Quella della sanità non è che un pezzo del drammatico quadro di un paese che, se la corruzione fosse anche solo ridotta un poco, e con lei l’evasione (stimata ad almeno 15-20 miliardi di euro l’anno), potrebbe praticamente tirarsi da solo fuori dai guai. Solo di recente il governo ha introdotto l’obbligo di scontrino fiscale, ma i controlli, spiegano fonti comunitarie, «sono ancora assolutamente insufficienti» mentre «la corruzione resta anche qui una piaga». La stampa greca racconta di “tariffe” praticamente pubbliche da pagare agli agenti del fisco per evitare multe salate. E lo stesso governo riferisce che 150 medici che abitano a Kolonaki, uno dei più lussuosi quartieri di Atene, pieno di ville con relativi suv e auto sportive, dichiarano, indisturbati, meno di 30.000 euro l’anno. Uno scenario favorito anche da una burocrazia pesantissima e farraginosa, ma anche dalle gravi arretratezze contabili.

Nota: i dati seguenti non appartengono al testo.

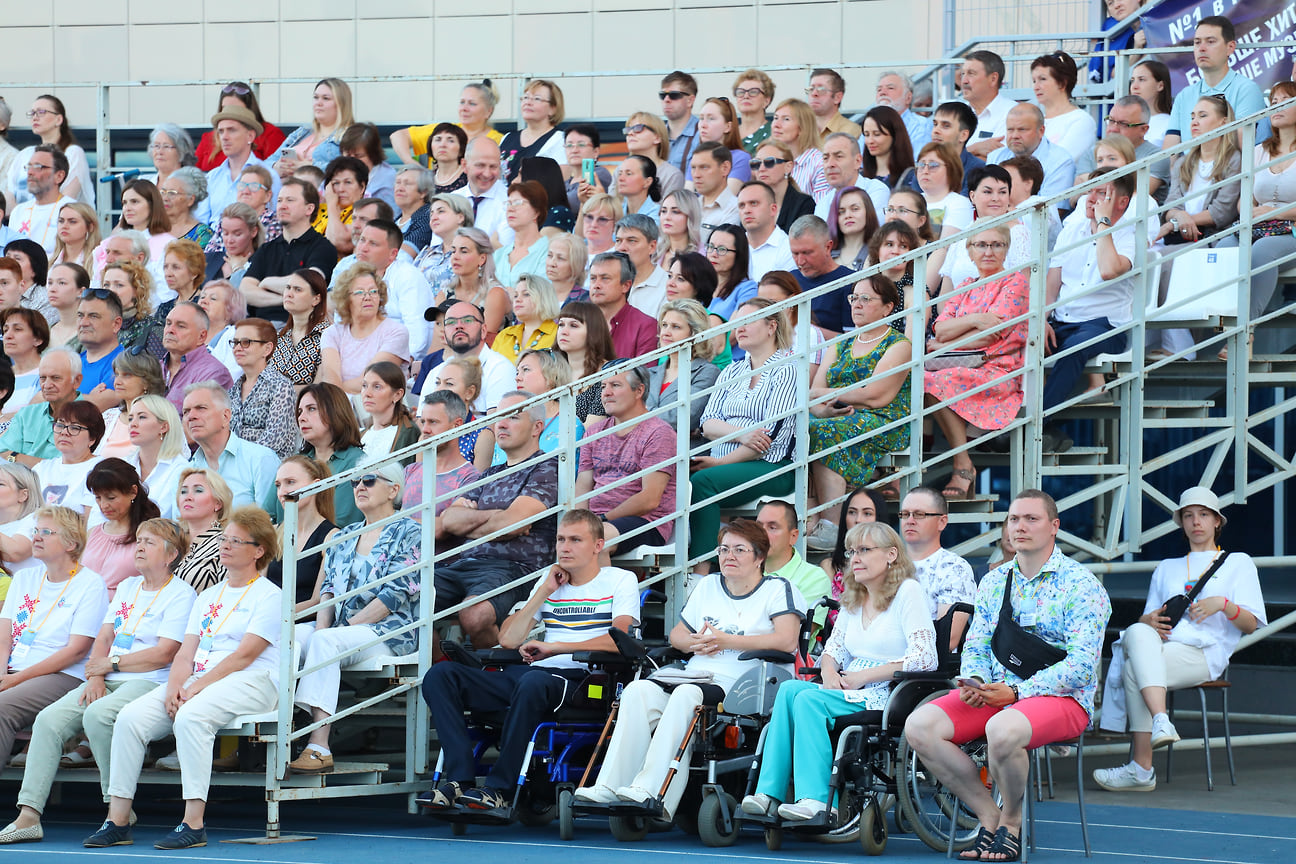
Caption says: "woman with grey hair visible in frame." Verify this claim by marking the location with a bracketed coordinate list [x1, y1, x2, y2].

Sembra incredibile, ad esempio, ma in Grecia non esiste un catasto. Nel 1995 è partito una “programma catasto ellenico” per riparare a questa assenza (Atene spera di averlo in funzione dal 2016), ma finora rimane solo il sistema personale: di un cittadino si sa che cosa ha comprato e a quanto, ma non si ha una mappatura geografica delle proprietà immobili.

Questo si aggiunge alla pessima contabilità dello Stato, che si dimentica di contabilizzare costi altissimi (ad esempio i passivi da 1 miliardo di euro degli ospedali pubblici, nel 2009), registra fondi Ue come “entrate” o non considera le spese militari. Una situazione che ha costretto per ben due volte – con la Grecia ormai già nell’euro – Eurostat, l’ufficio statistico Ue, a correggere il deficit ellenico, nel 2004 e nel 2009.

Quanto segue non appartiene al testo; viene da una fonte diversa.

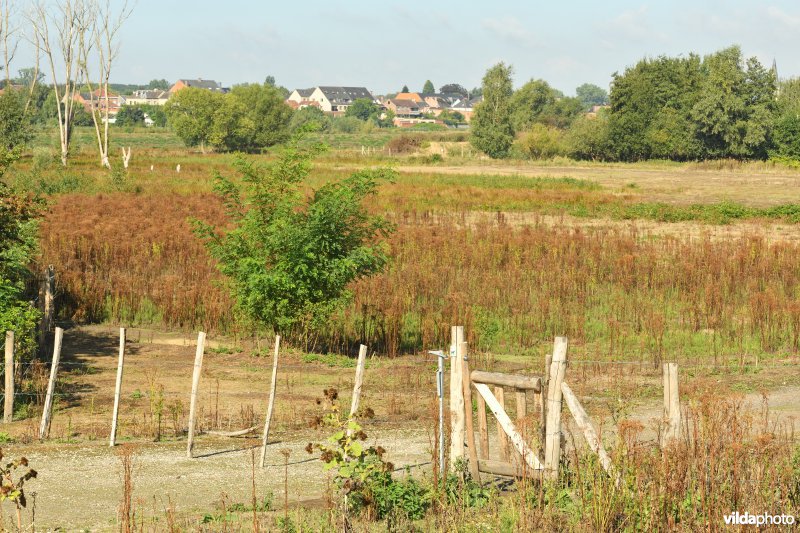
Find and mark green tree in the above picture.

Lapidario un rapporto della Commissione Europea pubblicato per l’Ecofin l’8 gennaio 2010: «le ultime revisioni (quelle del 2009, con una “correzione” del deficit di quell’anno dal 3,7% al 12,5% del pil ndr) sono l’illustrazione della mancanza di qualità delle statistiche fiscali greche (e in generale delle statistiche macroeconomiche) e rivelano come il progresso nella compilazione delle statistiche greche (…) non sono riusciti a portare la qualità dei dati fiscali ai livelli raggiunti da altri stati membri Ue».

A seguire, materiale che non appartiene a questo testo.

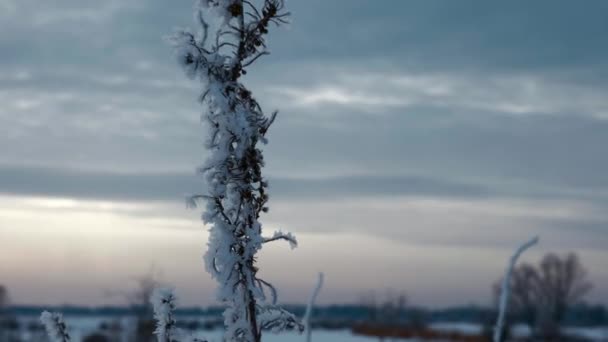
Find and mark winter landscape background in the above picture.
[0,0,608,341]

Ma tutte queste lacune e arretratezze non si conoscevano già ai tempi della scelta dei membri dell’eurozona? A dire il vero, Atene fu rimandata di 2 anni, dal 1999 al 2001, ma alla fine fu ritenuta da Commissione Europea, Bce e Stati membri ormai pronta per entrare nell’Unione monetaria. La ragione? Quisquilie come il peso della corruzione o l’assenza di contabilità affidabile, spiegano laconici alla Commissione, «non rientrano nei parametri di Maastricht» (tra cui anzitutto il famoso deficit al 3% del pil e il debito al 60%). Le conseguenze le viviamo oggi.